Douthit places her work in the tradition of 18th century still life painters, most notably Jean-Baptiste-Siméon Chardin and his depictions of everyday objects. She is also drawn to the stillness found in the work of Giorgio Morandi and Gwen John. Contemporary influences include Alice Neel, Chantal Joffe and Peter Drecher. “These painters allow paint to speak for itself, for the subject and for a moment in time,” she says. “With their own language, they each extend something beyond the surface of a painting.”
Although technically more challenging, Douthit likes to work wet on wet, enjoying the fluidity of the medium. If she is unsure of the direction a painting needs to go in she will put it to one side, ruminating on it, before deciding on the direction it needs to take.
Born in the US, Douthit studied at the University of North Dakota and at the School of the Museum of Fine Arts in Boston.
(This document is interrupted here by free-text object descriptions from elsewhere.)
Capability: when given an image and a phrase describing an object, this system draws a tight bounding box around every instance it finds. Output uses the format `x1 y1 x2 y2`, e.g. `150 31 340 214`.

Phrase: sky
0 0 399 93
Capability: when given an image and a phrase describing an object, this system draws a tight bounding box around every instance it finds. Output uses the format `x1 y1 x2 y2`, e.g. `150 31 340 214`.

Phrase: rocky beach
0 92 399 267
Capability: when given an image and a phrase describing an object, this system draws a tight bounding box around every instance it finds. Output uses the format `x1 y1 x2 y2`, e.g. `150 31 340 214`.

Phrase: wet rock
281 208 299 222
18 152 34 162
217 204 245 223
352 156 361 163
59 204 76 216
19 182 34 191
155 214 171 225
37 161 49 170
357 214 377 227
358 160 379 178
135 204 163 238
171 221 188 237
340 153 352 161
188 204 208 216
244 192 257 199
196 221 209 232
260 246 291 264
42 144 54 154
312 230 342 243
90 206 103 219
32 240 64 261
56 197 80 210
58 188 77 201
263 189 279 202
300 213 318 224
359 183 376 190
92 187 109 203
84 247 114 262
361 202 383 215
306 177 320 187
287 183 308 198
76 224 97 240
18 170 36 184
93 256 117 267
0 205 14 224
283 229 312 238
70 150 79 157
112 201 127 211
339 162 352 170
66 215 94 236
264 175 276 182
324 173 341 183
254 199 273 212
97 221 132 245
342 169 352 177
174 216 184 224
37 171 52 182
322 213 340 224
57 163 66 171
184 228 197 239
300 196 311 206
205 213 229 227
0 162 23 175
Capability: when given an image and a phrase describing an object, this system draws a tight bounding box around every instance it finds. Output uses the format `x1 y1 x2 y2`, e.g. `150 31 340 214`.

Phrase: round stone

She completed her MFA at the Burren College of Art 2014. Douthit won the Hennessy Craig Award at the 2013 RHA Annual Exhibition and has been shortlisted for the Saatchi Art New Sensation Prize and the John Moores Painting Prize. She was awarded an Arts Council bursary in 2023.
As well as three solo exhibitions at The Molesworth Gallery, she has also had solo shows at the RHA Ashford Gallery and at the Northwest Arts Centre in North Dakota. She has shown at the Saatchi Gallery in London and is a regular exhibitor at the RHA Annual Exhibition.